In children with congenital nasolacrimal canal dysplasia, the combination of endoscopic dacryocystorhinostomy and lacrimal CT scan may be advantageous over traditional solutions, according to retrospective study.
All 50 eyes of 49 children aged 2 to 14 years with congenital nasolacrimal duct obstruction and lacrimal bony dysplasia who underwent endoscopic dacryocystorhinostomy (EN-DCR) at Beijing Children’s Hospital were deemed to be successfully cured or improved.
Patients who experienced lacrimal sac pore formation in the lateral nasal wall in front of the middle concha, epithelization under endoscopic observation, no tearing or pus, fluorescein dye disappearance test (FDDT) of 0 and smooth flush were considered cured. Improvement was considered when the patient had lacrimal sac pore formation in the lateral nasal wall in front of the concha, epithelization under endoscopic observation, symptom relief, FDDT of 1 and flush unobstructed or pressure flush unobstructed.
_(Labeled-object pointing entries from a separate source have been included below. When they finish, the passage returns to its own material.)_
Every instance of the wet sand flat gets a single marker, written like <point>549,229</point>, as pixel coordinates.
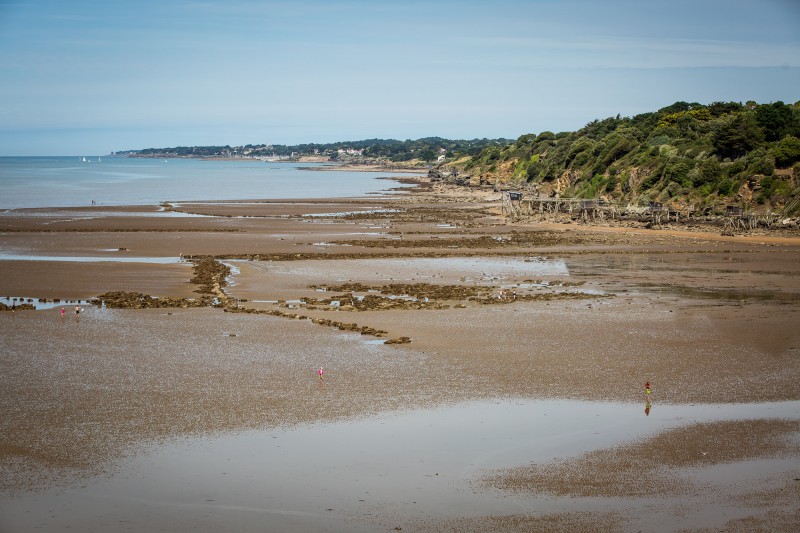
<point>491,311</point>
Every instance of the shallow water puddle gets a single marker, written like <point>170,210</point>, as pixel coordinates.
<point>97,259</point>
<point>360,474</point>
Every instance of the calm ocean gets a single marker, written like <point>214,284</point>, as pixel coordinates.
<point>72,182</point>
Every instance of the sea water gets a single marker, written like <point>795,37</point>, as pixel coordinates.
<point>78,181</point>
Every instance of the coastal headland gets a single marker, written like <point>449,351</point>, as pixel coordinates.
<point>212,321</point>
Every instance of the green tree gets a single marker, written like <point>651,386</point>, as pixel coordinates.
<point>777,120</point>
<point>735,135</point>
<point>787,151</point>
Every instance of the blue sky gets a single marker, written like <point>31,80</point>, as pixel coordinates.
<point>85,77</point>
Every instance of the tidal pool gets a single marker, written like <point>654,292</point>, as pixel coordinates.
<point>359,475</point>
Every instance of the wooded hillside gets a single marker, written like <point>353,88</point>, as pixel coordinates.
<point>686,154</point>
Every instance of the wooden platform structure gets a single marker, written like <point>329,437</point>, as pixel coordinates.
<point>518,204</point>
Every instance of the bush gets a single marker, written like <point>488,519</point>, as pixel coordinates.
<point>786,152</point>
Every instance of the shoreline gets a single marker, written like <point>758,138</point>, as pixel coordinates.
<point>589,312</point>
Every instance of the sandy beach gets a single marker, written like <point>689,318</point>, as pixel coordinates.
<point>476,309</point>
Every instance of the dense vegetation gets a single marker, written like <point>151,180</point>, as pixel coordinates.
<point>422,150</point>
<point>682,155</point>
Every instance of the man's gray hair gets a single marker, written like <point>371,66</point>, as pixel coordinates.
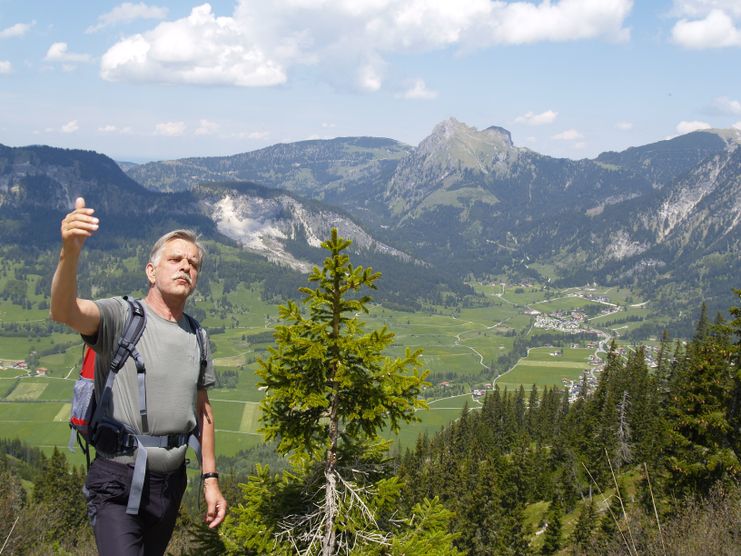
<point>187,235</point>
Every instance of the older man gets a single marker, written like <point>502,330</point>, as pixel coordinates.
<point>175,392</point>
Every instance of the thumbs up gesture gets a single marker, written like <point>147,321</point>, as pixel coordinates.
<point>78,225</point>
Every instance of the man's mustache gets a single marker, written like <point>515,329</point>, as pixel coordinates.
<point>184,276</point>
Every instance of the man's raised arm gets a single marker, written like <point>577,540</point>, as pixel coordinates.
<point>80,314</point>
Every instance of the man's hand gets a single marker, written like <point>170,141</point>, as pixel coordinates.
<point>78,225</point>
<point>215,501</point>
<point>81,314</point>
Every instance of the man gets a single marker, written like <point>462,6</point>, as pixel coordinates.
<point>176,390</point>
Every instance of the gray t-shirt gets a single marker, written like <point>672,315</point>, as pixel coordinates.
<point>172,360</point>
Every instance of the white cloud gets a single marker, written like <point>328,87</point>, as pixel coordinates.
<point>70,127</point>
<point>200,49</point>
<point>369,78</point>
<point>58,52</point>
<point>126,13</point>
<point>715,30</point>
<point>688,127</point>
<point>418,91</point>
<point>346,41</point>
<point>17,30</point>
<point>568,135</point>
<point>206,128</point>
<point>699,8</point>
<point>531,118</point>
<point>109,128</point>
<point>170,129</point>
<point>728,106</point>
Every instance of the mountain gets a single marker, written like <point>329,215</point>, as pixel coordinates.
<point>38,186</point>
<point>662,217</point>
<point>346,171</point>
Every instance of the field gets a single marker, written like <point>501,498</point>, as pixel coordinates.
<point>546,367</point>
<point>460,345</point>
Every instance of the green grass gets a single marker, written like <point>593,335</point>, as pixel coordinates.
<point>457,341</point>
<point>542,369</point>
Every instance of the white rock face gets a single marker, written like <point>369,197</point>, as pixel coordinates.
<point>264,225</point>
<point>622,246</point>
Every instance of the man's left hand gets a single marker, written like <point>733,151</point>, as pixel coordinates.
<point>215,503</point>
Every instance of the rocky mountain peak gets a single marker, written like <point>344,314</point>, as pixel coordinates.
<point>452,138</point>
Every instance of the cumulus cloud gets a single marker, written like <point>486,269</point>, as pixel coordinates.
<point>170,129</point>
<point>126,13</point>
<point>109,128</point>
<point>531,118</point>
<point>200,49</point>
<point>70,127</point>
<point>568,135</point>
<point>419,91</point>
<point>59,52</point>
<point>345,41</point>
<point>715,30</point>
<point>699,8</point>
<point>206,127</point>
<point>727,105</point>
<point>17,30</point>
<point>688,127</point>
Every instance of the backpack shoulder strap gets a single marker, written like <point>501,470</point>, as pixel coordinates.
<point>132,331</point>
<point>201,338</point>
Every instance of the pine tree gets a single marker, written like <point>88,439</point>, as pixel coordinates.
<point>330,392</point>
<point>700,449</point>
<point>585,524</point>
<point>552,536</point>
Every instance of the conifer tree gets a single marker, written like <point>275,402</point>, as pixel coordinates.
<point>552,536</point>
<point>700,448</point>
<point>584,526</point>
<point>330,392</point>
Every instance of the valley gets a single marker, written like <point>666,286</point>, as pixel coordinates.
<point>506,334</point>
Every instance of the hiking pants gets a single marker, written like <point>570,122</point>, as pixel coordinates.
<point>120,534</point>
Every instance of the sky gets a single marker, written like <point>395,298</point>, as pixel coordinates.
<point>142,81</point>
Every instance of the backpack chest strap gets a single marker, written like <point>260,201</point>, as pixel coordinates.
<point>145,441</point>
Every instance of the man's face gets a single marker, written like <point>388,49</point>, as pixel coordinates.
<point>176,272</point>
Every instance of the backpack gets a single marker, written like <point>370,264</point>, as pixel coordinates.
<point>92,423</point>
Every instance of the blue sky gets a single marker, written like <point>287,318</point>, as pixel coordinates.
<point>160,80</point>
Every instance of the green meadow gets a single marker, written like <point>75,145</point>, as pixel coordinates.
<point>546,367</point>
<point>459,345</point>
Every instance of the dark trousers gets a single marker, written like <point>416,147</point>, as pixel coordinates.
<point>120,534</point>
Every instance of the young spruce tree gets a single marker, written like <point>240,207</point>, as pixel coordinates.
<point>330,391</point>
Cure rate was 41/50 (82%) with 9/50 (18%) showing improvement, making the procedure 100% successful for cure or improvement.
The CT scan “can precisely delineate the shape, direction, and abnormal structure of the bony nasolacrimal duct and provide a clear anatomical characterization of the abnormal nasolacrimal canal,” the study authors wrote.
Because congenital nasolacrimal canal dysplasia is a type of congenital nasolacrimal duct obstruction that does not respond to conservative and conventional treatment, the use of the CT scan to identify the abnormality in conjunction with EN-DCR provides an advantage over traditional lacrimal surgery, the authors said. – by Rebecca L. Forand
Disclosure: The authors report no relevant financial disclosures.